1. Take a walk. (or a jog if you prefer more of a fast pace) It is a great way to get a little time for yourself. The nice thing about this activity is that it is also good for your body. Additionally, it can get those healthy endorphins flowing to help your emotional health too!
2. Work on a creative project. If you are like me you can get lost in doing something artistic. The time and pressure fall away. As the item starts to take form, your stress can also melt away. I enjoy drawing with chalk pastels, making sun catchers with beads and crystals, taking pictures and working with stained glass. There are so many creative things you can do.
3. Read a book. Whether it be poetry, fiction, history, spiritual, or self improvement; books are a nice way to step out of your world for a short period of time and find a little space for yourself. It is something you can pick up for 5 minutes or an afternoon, depending on how much time you have. If you like audio books you can listen to a book while getting something else done. (if it doesn’t require a lot of mental concentration)

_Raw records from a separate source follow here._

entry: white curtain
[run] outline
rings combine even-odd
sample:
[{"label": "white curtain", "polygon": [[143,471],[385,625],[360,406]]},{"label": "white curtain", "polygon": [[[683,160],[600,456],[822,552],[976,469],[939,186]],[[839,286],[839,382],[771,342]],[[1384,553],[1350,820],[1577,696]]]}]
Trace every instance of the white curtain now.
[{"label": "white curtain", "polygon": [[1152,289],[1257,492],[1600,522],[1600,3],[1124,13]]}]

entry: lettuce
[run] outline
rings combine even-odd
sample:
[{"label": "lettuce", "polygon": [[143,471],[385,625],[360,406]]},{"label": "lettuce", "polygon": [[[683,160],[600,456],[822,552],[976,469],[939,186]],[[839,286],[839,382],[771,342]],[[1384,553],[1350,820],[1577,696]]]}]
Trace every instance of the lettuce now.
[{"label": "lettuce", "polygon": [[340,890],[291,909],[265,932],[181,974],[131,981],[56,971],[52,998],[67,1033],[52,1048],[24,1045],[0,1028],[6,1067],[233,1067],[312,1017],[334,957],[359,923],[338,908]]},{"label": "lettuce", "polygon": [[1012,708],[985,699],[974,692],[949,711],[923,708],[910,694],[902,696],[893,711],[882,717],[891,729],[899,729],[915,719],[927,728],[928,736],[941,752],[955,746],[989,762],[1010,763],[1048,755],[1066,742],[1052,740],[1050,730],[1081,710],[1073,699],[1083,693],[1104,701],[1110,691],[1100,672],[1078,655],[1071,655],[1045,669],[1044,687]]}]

4. Take a bath. Baths are underrated in my opinion. I love to soak in a nice hot tub. Bring a nice cup of tea or glass of wine along, light some candles, and put on some soothing music. It can be like a trip to the spa. There is less expense to it and not as much of a time commitment. If you are able to do it right before bed at night, it can help you relax into peaceful slumber, when you crawl beneath the covers.
5. Play with children. Whether it is your child, your nieces, your grandson, or the kid from down the block; taking some time to hang out with a wee one, can be quite refreshing. The smile from a baby, the giggle of a toddler, or the curiosity of the school aged youngster can provide a nice fresh outlook on life. My grandchildren, stepson, and I made fairy gardens yesterday. It was an mystical and imaginative way to spend some time together. Just make sure this one feels fun and is on your terms.
6. Snuggle with your pet. I do not have pets but I respond very well to pet therapy. I say hi to all the dogs when I go on walks. I coax my friend’s cats over to scratch behind their ears. The act of petting an animal has been shown to lower blood pressure. It can be very soothing to spend a few moments with a four legged friend, even if you do not have your own.
7. Meditate. First off, do not ”should” yourself about meditation. I know too many people who get stressed about this, because they feel they “should” be doing it more. Instead, make it like a nice little treat, something you “get to do”. There are so many different ways to meditate, find the one that works best for you.
I am sure you can think of many other little things you can do to give yourself some of “your” time. What is important is that your remember that you deserve it. If you keep giving all of your time to others eventually you will have nothing left to give. Take care of yourself. I worked with a chaplain once, who compared it to when you are in the airplane. They tell you to put the oxygen mask on yourself first, because if you don’t, you will pass out and not be able to put it on the person next to you that really needs your help.

I wish you peaceful moments that are just for you! Thank you for reading my blog today.